Em alguma medida, todos somos vítimas da violência. Qual é a carga de violência que você carrega? Mesmo no meu lugar de privilégio de mulher branca, cisgênero, classe média alta, sou impactada por ela. E como você vem reagindo a ela? Até quanto você aguenta?
Escrevo isso impulsionada pela participação na roda de conversa sobre Segurança Pública do 4º Encontro Preparatório para o 2º Congresso Popular de Educação e Cidadania (confira o Instagram do Congresso aqui), um evento promovido pelos Coletivos POA Inquieta e o Ponta Cidadania nessa última quarta-feira, dia 9 de agosto. Nela, participaram líderes sociais, representantes da sociedade civil – como eu -, da Polícia Civil, Polícia Militar, Secretaria da Justiça e do Governo Estadual do RS*. Foi uma experiência de escuta e conexão de mundos que no cotidiano não costumam dialogar.
Na roda de Conversa, tivemos a oportunidade de refletir sobre a diferença entre violência e o papel das forças de segurança.
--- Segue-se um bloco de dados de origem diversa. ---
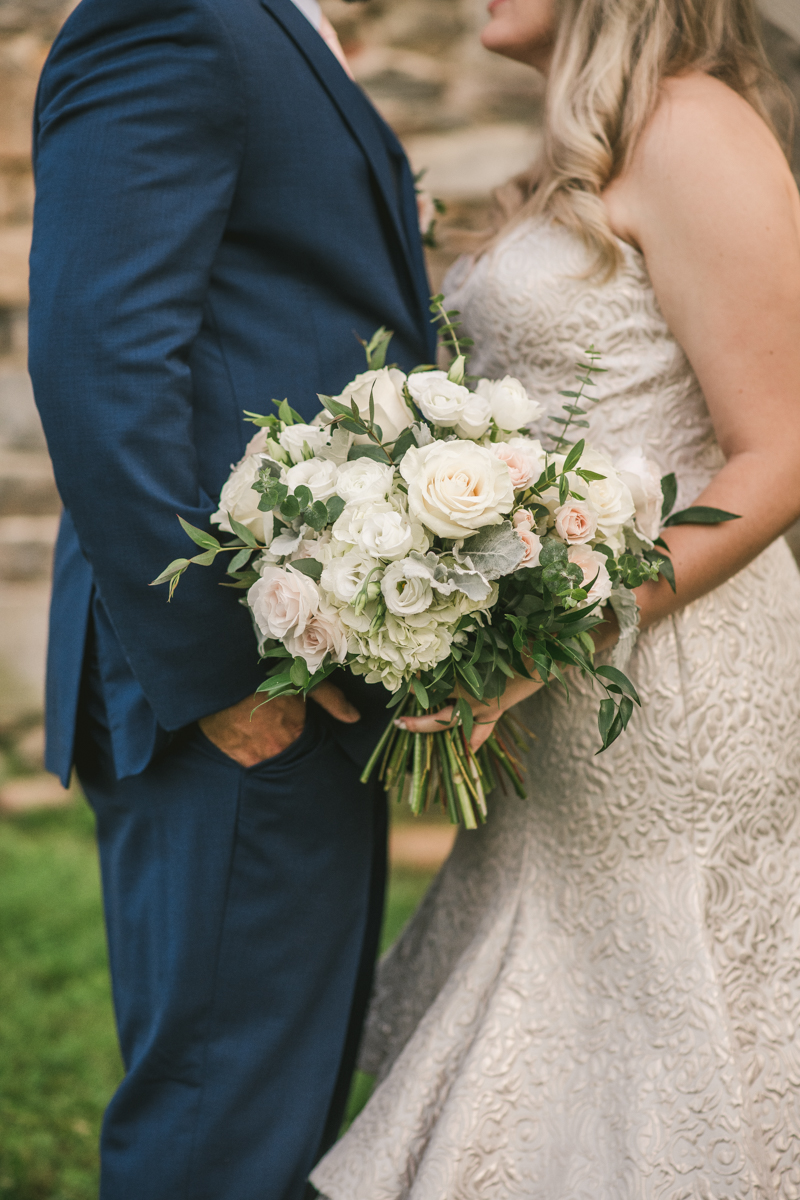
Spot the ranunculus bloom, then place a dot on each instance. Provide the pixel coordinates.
(344, 576)
(407, 588)
(282, 601)
(643, 479)
(576, 522)
(239, 501)
(386, 534)
(438, 399)
(295, 437)
(512, 408)
(317, 474)
(593, 564)
(364, 480)
(392, 414)
(456, 487)
(323, 634)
Nela, também foi possível perceber que o diálogo é o começo para a solução.
Confirmando que muitas vezes a violência acontece e não se transforma em boletim de ocorrência, e, portanto, sem a necessidade de atuação das forças de segurança, na roda de conversa a professora Daniela da Rosa, vice-diretora da EMEF Morro da Cruz, trouxe dados com números alarmantes e crescentes de conflitos físicos entre alunos, bullying, entre outras situações, levantados nesse primeiro semestre na Escola. E também apresentou seu pedido de ajuda para um trabalho coordenado do Serviço de Orientação Escolar com o Conselho Tutelar e outras áreas do Estado e Município no sentido de atuar na prevenção de ocorrências violentas, como as domésticas, por exemplo.
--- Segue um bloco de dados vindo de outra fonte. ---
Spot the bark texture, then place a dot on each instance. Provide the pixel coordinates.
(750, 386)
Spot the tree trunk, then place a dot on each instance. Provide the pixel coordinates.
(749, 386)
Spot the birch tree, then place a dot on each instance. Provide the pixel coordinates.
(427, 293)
Olhando para os dados do último relatório do Fórum Brasileiro de Segurança, de dados já registrados nos sistemas de segurança, também observamos números preocupantes.
- As ocorrências de violência contra a mulher cresceram. Onde está o seu agressor? Na grande maioria das vezes é o seu companheiro, ex-companheiro.
- As ocorrências violência contra a pessoa idosa cresceram. Onde está o seu agressor? Na grande maioria das vezes, também em casa. É o filho/a, neto/a, cuidador/a mais próximo.
- Aa ocorrências de violência contra crianças e adolescentes cresceram. Onde está seu agressor? No geral, em casa, nos cuidadores, naqueles que deveriam zelar e serem responsáveis pelo seu bem-estar e segurança.
Se mais possibilidades de diálogo como as criadas por essa roda de conversa resultassem em ações coordenadas, como as sugeridas pela professora Daniela, imagina quantas oportunidades de cuidado e ajuda poderiam ter acontecido na escola, nos postos de saúde e/ou em outras instâncias do Estado, antes desses casos se transformarem em números de ocorrência?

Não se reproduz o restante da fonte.